Temos dois domínios foo.local e .test .

.test foi clonado de foo.local e, uma vez conectado a um servidor dentro de .test , o domínio acha que é o domínio foo.local .

por exemplo. myserver.foo.local tem um endereço IP 10.250.20.10 e myserver.test tem um endereço IP 10. 253 .20.10 quando dentro da foo.local domain, mas se vê como 10.250.20.10 quando está dentro do domínio .test .

Além disso, myserver.foo.local pode alcançar myserver.test , mas o oposto não é verdadeiro.

Além disso, myserver.foo.local ao entrar em myothersever.foo.local realmente atinge um servidor que está dentro do domínio foo.local , mas quando myserver.test se conecta a myotherserver.foo.local , fica preso dentro do domínio .test .

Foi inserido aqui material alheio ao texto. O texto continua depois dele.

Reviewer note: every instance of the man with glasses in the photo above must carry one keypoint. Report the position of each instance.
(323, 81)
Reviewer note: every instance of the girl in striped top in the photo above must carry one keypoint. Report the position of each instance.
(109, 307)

Isso tudo dito, aqui está o meu arquivo /etc/krb5.conf (que eu estou mais do que feliz em saber que está mal configurado):

[libdefaults]
  default_realm = FOO.LOCAL

[realms]
    FOO.LOCAL = {
        kdc = foo-dc01.foo.local
    }

    TEST = {
        kdc = foo-dc02.test
    }

A vida é boa quando se conecta a servidores dentro de foo.local e, na verdade, meu kinit funciona como um tratamento. Test nem tanto.

myLogin$ kinit -V  mylogin@test
mylogin@test's password: 
kinit: krb5_get_init_creds: unable to reach any KDC in realm test, tried 0 KDCs

Então, perguntas:

1) Quais etapas estou faltando para autenticar no domínio de teste - como eu configuro o kinit para usar o servidor de domínio foo-dc02.test para autenticar (ou mesmo, se meu LoginId e senha do Windows são os mesmos? )?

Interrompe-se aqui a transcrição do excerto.